Once our model is done training, we can use the model to make
predictions on unseen data using model.predict(), or we can further
evaluate different model metrics like accuracy using the metrics we
discussed in the Compile section.
For examples of fully implemented Keras models, see the HSI articles on
Convolutional Neural Networks, and Feed-Forward Neural Networks.
TENSORFLOW
Often, most networks can be built using the Keras package. Despite how
much work Keras does for you, it still allows for model flexibility.
However, occasionally it can be necessary or useful to customize or
optimize your models even further. Keras is able to use multiple
backends to actually build the tensor calculations necessary to train a
network. Tensorflow is very commonly used, but is a standalone library
and can be accessed by itself using import tensorflow.
Tensorflow allows you to be hands-on with the computational elements of
your model. It also is incredibly fast, as the models you build are
eventually executed (at least in part) in C++. Tensorflow is so named,
because in building a model, you essentially create a pipeline through
which your data (which is, after all just a tensor) can flow.
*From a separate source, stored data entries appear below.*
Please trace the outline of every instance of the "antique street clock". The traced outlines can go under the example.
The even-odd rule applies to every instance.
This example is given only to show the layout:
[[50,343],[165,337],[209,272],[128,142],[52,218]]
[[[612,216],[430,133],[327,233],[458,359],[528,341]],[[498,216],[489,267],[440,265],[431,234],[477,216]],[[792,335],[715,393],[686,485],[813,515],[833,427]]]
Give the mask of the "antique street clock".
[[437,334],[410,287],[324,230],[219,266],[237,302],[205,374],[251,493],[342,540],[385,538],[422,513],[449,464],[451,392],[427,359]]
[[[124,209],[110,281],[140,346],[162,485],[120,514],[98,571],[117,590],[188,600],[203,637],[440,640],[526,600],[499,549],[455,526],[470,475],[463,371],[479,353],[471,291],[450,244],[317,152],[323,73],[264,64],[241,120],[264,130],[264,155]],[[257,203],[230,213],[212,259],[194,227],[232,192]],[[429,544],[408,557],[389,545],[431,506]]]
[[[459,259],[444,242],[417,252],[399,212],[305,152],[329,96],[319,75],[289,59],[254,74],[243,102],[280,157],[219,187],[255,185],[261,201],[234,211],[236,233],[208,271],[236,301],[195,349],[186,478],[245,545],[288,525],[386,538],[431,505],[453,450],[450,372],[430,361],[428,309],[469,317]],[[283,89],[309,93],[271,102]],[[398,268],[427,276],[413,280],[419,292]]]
While
Tensorflow does a lot of work for you behind the scenes so that you can
use your time to build beautiful models instead of getting bogged down
in the details of implementation, it is still far less simple and
accessible than Keras. Often, developers will choose to use Keras when
possible since it gives you many of the advantages of Tensorflow (like
speed), while allowing for much simpler syntax.
CONCLUSION
Python has a very well developed and easily accessible set of tools that
can help you build all kinds of Machine Learning models; from simpler
models in scikitlearn, to highly customizable networks in
Tensorflow. Each tool has its own strengths and weaknesses, but
together, they provide almost limitless access to any kind of Machine
Learning model you could need to deploy.